Sights not to be missed are the Pyramide of Cestia, which has recently been opened to the public, and the Protestant Cemetery where non-Catholics are buried.
The Italian word for "meadows", fashionable Prati is located north of the historic center on the west side of the Tiber River in Rione XXII. It abuts Castel Sant'Angelo, Vatican City, The Vatican Museums and St. Peter's Square.
This lovely area is characterized by luxurious palazzos and wide, shady boulevards like Via Cola di Rienzo, one of the most famous shopping streets in Rome. Other attractions include pretty Piazza Cavour and the ornate Palace of Justice with its massive, rooftop sculpture in bronze of a chariot drawn by four horses.
One of the greenest parts of the city with pretty, tree-lined avenues of grand villas owned by well-heeled Roman families, Aventino (Rione XII) sits on one of the city's seven ancient hills.
Visit the chariot track of Circus Maximus, the Bocca della Verita and the nearby ruins of the Baths of Caracalla.

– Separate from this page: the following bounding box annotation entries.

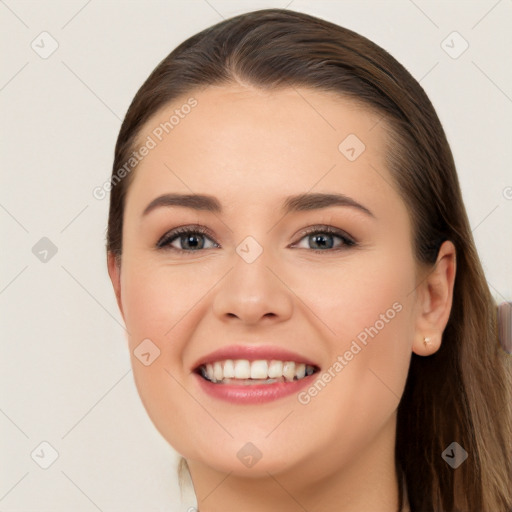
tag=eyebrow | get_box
[142,193,375,218]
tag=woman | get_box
[107,9,512,512]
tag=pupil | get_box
[182,235,201,249]
[313,235,332,248]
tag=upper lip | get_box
[192,345,319,370]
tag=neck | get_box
[187,415,399,512]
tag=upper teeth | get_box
[201,359,315,382]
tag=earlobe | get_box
[107,252,124,320]
[413,240,456,356]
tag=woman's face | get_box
[111,86,424,478]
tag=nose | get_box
[213,245,294,326]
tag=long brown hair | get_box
[107,9,512,512]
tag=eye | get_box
[156,226,219,252]
[156,226,357,253]
[291,226,357,252]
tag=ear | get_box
[107,252,124,320]
[413,240,456,356]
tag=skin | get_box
[108,85,455,512]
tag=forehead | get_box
[127,85,398,217]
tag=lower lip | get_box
[194,372,318,404]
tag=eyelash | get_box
[156,225,358,253]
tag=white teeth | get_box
[268,361,283,379]
[224,359,235,379]
[201,359,315,384]
[251,361,268,379]
[283,361,295,381]
[235,359,251,379]
[213,361,224,380]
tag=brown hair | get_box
[107,9,512,512]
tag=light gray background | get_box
[0,0,512,512]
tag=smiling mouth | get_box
[194,359,320,386]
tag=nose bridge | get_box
[213,235,292,323]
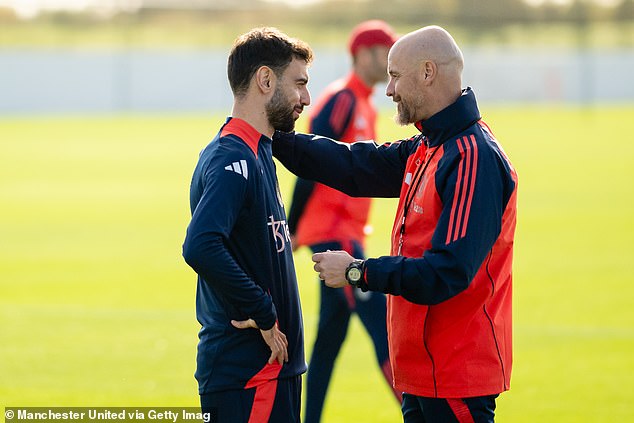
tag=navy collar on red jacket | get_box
[415,87,480,147]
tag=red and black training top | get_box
[273,88,517,398]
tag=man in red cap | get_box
[288,20,401,423]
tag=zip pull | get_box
[396,214,405,256]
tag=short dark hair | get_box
[227,27,313,96]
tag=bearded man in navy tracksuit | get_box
[183,28,312,423]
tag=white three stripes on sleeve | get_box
[225,160,249,179]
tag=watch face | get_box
[348,267,361,282]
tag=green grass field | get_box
[0,106,634,423]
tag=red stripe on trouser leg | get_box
[249,379,277,423]
[244,361,282,423]
[381,359,403,404]
[447,398,475,423]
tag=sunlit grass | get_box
[0,106,634,423]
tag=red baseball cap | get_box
[348,19,398,56]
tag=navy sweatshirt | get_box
[183,118,306,394]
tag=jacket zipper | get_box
[423,306,438,398]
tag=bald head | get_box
[392,25,464,73]
[386,25,464,124]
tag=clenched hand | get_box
[231,319,288,364]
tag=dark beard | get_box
[394,100,413,126]
[265,89,295,132]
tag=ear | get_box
[254,66,276,94]
[421,60,438,85]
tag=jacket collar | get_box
[415,87,480,147]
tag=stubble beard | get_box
[265,88,295,132]
[394,99,414,126]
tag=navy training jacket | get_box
[183,118,306,394]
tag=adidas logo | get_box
[225,160,249,179]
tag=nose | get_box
[300,88,310,106]
[385,77,394,97]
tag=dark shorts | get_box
[401,393,498,423]
[200,376,302,423]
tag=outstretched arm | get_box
[273,131,420,197]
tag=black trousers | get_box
[401,393,498,423]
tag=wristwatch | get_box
[346,260,365,288]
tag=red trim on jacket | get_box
[220,118,262,158]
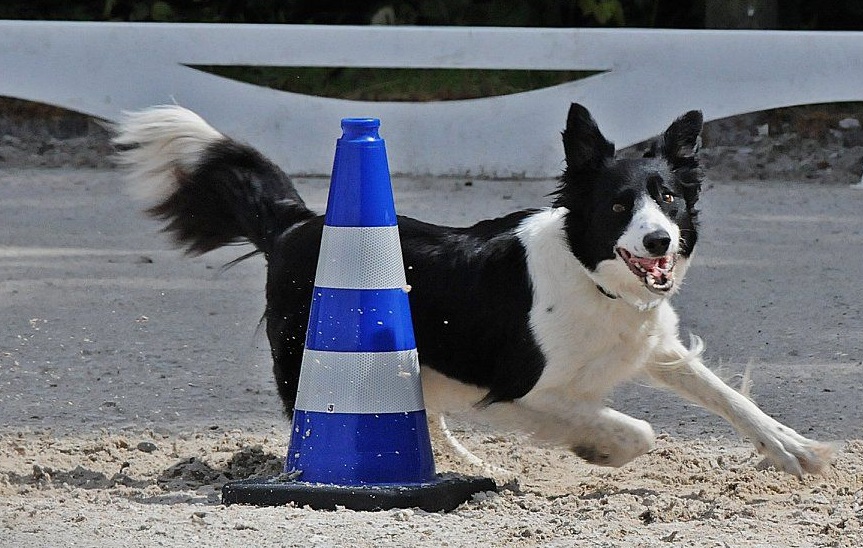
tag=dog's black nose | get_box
[642,230,671,257]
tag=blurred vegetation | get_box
[0,0,863,101]
[0,0,863,30]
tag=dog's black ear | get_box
[563,103,614,171]
[662,110,704,167]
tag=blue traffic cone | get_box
[222,118,496,511]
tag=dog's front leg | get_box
[648,340,833,477]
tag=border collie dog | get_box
[114,104,832,476]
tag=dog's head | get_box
[555,103,703,308]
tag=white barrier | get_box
[0,21,863,177]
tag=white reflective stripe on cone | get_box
[315,225,407,289]
[296,348,425,414]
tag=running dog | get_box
[114,104,832,476]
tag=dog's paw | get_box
[755,423,835,478]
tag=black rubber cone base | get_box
[222,474,497,512]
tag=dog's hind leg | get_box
[512,394,655,466]
[648,340,833,477]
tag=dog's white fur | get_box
[113,105,223,203]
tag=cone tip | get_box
[342,118,381,141]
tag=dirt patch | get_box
[0,428,863,548]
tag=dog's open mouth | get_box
[617,247,677,294]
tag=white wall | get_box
[0,21,863,177]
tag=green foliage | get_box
[194,66,595,101]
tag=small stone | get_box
[137,441,159,453]
[839,118,860,129]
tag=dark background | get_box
[0,0,863,30]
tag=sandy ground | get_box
[0,169,863,548]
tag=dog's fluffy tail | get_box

You can also peek through a keyhole at a one-of-a-kind view of St. Peter's dome at the gate at the Magistral Villa of the Knights of Malta. When it's time to take a break from sightseeing, there's an orange garden just off Via di Santa Sabina with wonderful vistas of the Tiber.
Constructed in the Middle Ages, San Giovanni in Laterano was Rome's first Christian basilica. The impressive church capped with statues of Christ and the Apostles is at the center of this quiet residential neighborhood in Rione XV.
Having the advantage of being very well connected by public transport, San Giovanni is a 35-minute bus ride to the Via Appia Antica archeological park and only 20 minutes by foot to the Colosseum.
If shopping is your pleasure, Via Appia Nuova has international brand name department stores, such as Zara and H&M. The long boulevard is anchored in the middle by a traffic circle/park, Re di Roma, which has a Metro station beneath it.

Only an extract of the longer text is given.